Его план был одобрен, и работы возобновились с новым воодушевлением. Тем не менее Пиацци, должно быть, немало утомляла борьба с ориентацией местных специалистов исключительно на эстетическую сторону. «Обсерватория Неаполя, будет, безусловно, одной из самых красивых; но будет ли она первенствовать в удобстве для работы? – жаловался он своему другу Ориани. – Неаполитанцы убеждены, что помпезное и богатое здание, если его назвать астрономической обсерваторией, будет именно тем, что требуется науке». Наконец, в 1819 году комплекс обсерватории был торжественно открыт в присутствии старого короля, известного своим большим носом.

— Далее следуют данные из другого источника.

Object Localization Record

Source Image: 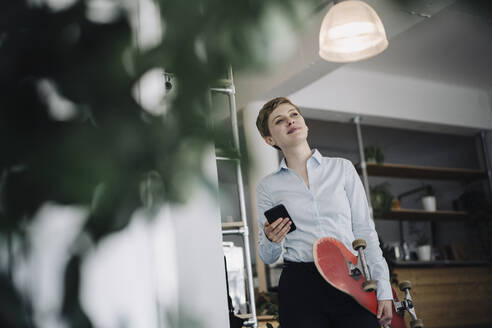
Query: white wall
[290,66,492,129]
[15,147,229,328]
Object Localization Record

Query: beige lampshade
[319,0,388,63]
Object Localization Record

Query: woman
[256,97,393,328]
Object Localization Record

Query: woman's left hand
[377,300,393,327]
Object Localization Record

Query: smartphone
[265,204,296,233]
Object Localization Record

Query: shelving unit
[353,117,492,327]
[355,163,487,182]
[378,208,470,221]
[210,66,258,328]
[352,116,492,254]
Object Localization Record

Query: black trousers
[278,261,380,328]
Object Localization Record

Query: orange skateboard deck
[313,237,406,328]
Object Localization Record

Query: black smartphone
[265,204,296,233]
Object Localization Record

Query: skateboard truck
[393,280,424,328]
[348,239,377,292]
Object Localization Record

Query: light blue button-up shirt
[256,149,392,300]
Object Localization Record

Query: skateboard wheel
[362,280,378,292]
[410,319,424,328]
[352,239,367,251]
[398,280,412,292]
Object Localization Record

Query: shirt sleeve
[343,159,393,300]
[256,183,282,264]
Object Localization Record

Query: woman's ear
[263,136,275,146]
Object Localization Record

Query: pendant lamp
[319,0,388,63]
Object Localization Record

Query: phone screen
[265,204,297,233]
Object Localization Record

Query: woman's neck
[282,141,312,170]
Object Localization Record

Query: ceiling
[352,0,492,91]
[236,0,492,133]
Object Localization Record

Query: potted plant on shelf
[422,185,436,212]
[371,182,393,218]
[364,146,384,164]
[417,233,432,261]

На фронтоне и сегодня красуется надпись, сделанная по этому случаю, а в атриуме находится барельефработы Клаудио Монти, изображающий Бурбона, на которого возлагает венец Урания, муза астрономии, со следующей за ней Церерой, – восторженная апология правящей династии.

По окончании строительства в обсерватории Каподимонте началась исследовательская деятельность, финансируемая из средств короля и (жалкая, но нередкая деталь) частично за счет сельскохозяйственной продукции двух ферм, размещенных в парке обсерватории. Между тем Дзуккари настигла безвременная смерть, так что первым директором стал «приезжий», миланец Карло Бриоши, ученый столь же серьезный, сколь и отчаянный, которого Пиацци рекомендовал своему друг Ориани. С тех пор в череде света и теней минули два века, в течение которых в какие-то моменты Неаполитанская обсерватория занимала ведущее положение среди научных институтов всего мира.